Accident du Robin DR400 immatriculé F-GAOB survenu le 10/07/2020 à Noizé (79)

Progression de l'enquête Cloturée
Progress: 100%

Rapport d'Enquête cat.3 : rapport sur un événement aux conséquences limités, élaboré à partir d'un ou de plusieurs témoignages n'ayant pas fait l'objet d'une validation indépendante par le BEA.

Note: Les informations suivantes décrivent les circonstances de l’accident telles qu'elles ont été rapportées au BEA par le pilote. Ces informations n'ont pas fait l'objet d'une validation indépendante par le BEA.

1 - Déroulement du vol

Le pilote a prévu un vol local de trente minutes environ au décollage de l’aérodrome de Thouars. L'objectif est de faire de la maniabilité dans le cadre de la préparation d’un vol de navigation.

Les conditions météorologiques sont vent du 330 pour 12 à 15 kt, CAVOK. Les réservoirs contiennent au total 60 litres de carburant repartis de la manière suivante :  12 l dans le réservoir gauche, 18 l dans le réservoir droit et 30 l dans le réservoir complémentaire.

Le pilote décolle en piste 30, puis se rend dans le secteur sud sud-ouest de l’aérodrome à une altitude d’environ 2 500 ft pour effectuer les exercices de maniabilité.

Après environ 12 minutes de vol, de retour vers l’aérodrome, le pilote effectue un exercice de maintien de l'incidence durant l’approche. Il précise que la vitesse est réduite à 150 km/h, l’altitude est de 2000 ft. Il active la réchauffe carburateur puis s’annonce à la fréquence à trois minutes de la verticale aérodrome pour un atterrissage complet.

Lors de la verticale de l’aérodrome, le pilote indique à la fréquence son intention de rejoindre la vent arrière de la piste 30, tout en sortant un cran de volet et en mettant la pompe électrique sur « ON ».

Arrivé en fin de vent arrière, il change de réservoir en sélectionnant le réservoir arrière. Le moteur se met alors à fonctionner irrégulièrement.

Le pilote vire en base et se penche pour voir si la pompe est bien enclenchée, de sa position assise il ne voit pas le bouton allumé de couleur verte.

Il met ensuite la pompe sur « Off « puis immédiatement sur « On ».

Le soleil, assez bas en fin de journée venant de l'arrière droit, éblouit le tableau de bord et le pilote ne s’aperçoit pas immédiatement que le voyant pression essence est allumé.

Le moteur ne repartant pas, il change de nouveau de réservoir pour sélectionner le réservoir droit, et tente de redémarrer le moteur.
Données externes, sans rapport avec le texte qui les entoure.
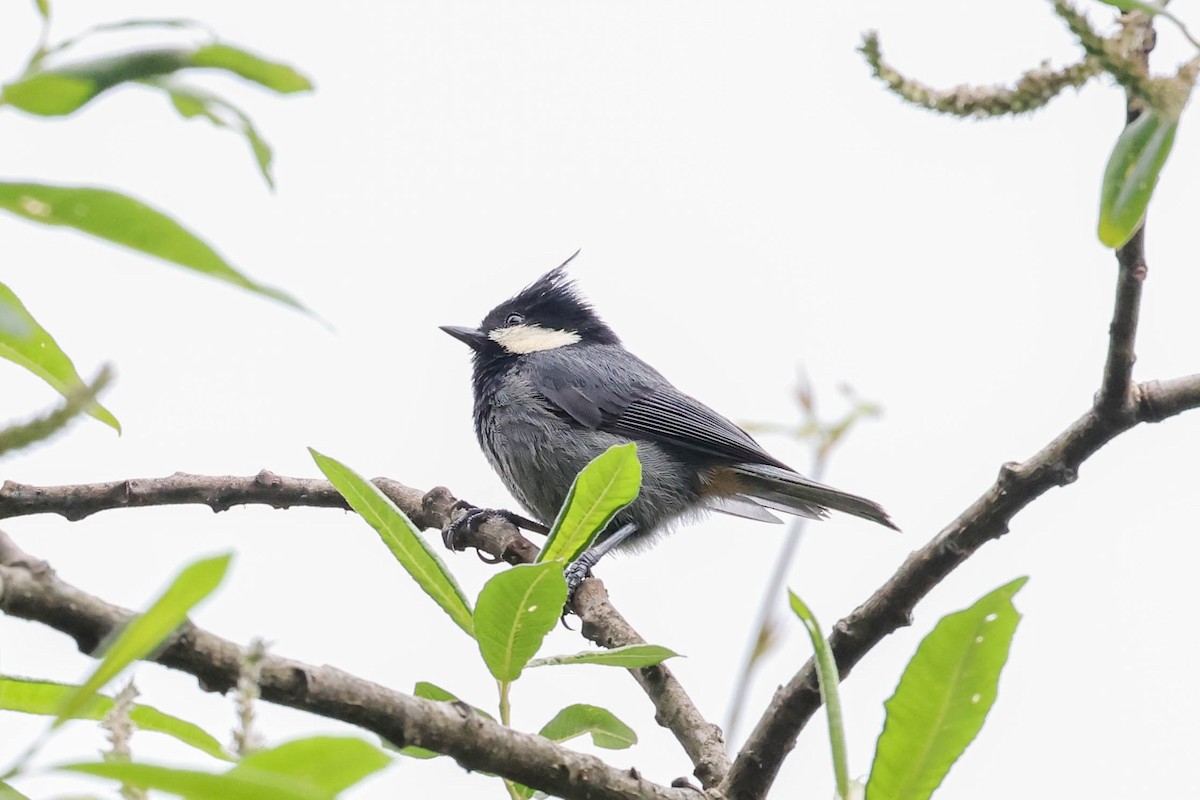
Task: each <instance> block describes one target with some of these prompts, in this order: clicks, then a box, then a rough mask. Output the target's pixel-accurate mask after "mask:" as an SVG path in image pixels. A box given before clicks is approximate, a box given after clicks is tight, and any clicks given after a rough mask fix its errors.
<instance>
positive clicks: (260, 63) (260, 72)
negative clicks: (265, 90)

Estimant être trop loin de la piste et craignant que les bâtiments de la ferme en bout de piste ne puissent représenter un danger il vire sur la droite pour trouver un terrain plus dégagé.

Il change une nouvelle fois de réservoir et tente de redémarrer le moteur. Il se met à piquer pensant faire pouvoir faire repartir le moteur avec la vitesse.
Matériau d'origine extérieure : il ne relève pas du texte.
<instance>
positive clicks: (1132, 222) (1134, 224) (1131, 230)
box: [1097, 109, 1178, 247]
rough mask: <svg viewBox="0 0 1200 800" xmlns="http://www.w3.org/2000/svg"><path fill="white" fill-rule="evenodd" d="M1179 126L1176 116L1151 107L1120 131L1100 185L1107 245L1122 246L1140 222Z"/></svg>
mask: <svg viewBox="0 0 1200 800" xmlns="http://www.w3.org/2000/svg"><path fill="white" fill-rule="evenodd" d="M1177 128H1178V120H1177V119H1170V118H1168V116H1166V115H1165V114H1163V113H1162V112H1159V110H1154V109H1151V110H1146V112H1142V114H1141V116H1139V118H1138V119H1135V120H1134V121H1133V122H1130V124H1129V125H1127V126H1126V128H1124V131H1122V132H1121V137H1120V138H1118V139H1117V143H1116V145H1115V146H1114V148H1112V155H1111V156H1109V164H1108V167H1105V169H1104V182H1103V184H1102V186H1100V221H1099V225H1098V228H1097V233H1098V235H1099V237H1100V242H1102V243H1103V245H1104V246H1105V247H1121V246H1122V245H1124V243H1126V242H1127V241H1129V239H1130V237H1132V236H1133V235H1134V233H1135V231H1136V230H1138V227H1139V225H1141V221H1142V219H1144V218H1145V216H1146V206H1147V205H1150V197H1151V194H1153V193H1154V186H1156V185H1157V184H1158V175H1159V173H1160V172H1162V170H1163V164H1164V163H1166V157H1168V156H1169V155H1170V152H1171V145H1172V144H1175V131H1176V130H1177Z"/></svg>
Le moteur ne redémarrant, il repère un premier champ pour atterrir. Il positionne le sélecteur carburant sur « Off » ainsi que les magnétos.

 Apercevant une ligne électrique en travers du champ, il poursuit le virage pour le champ d'à côté, mais juste avant de se poser il voit des bottes rondes de foin.

Il essaie de les éviter en continuant sur la droite. La hauteur des blés ne lui permet de voir suffisamment tôt la route goudronnée qui sépare les deux champs.

À son passage, l'avion rebondit légèrement. Lorsque l’avion atterrit de nouveau, la roulette avant se rompt.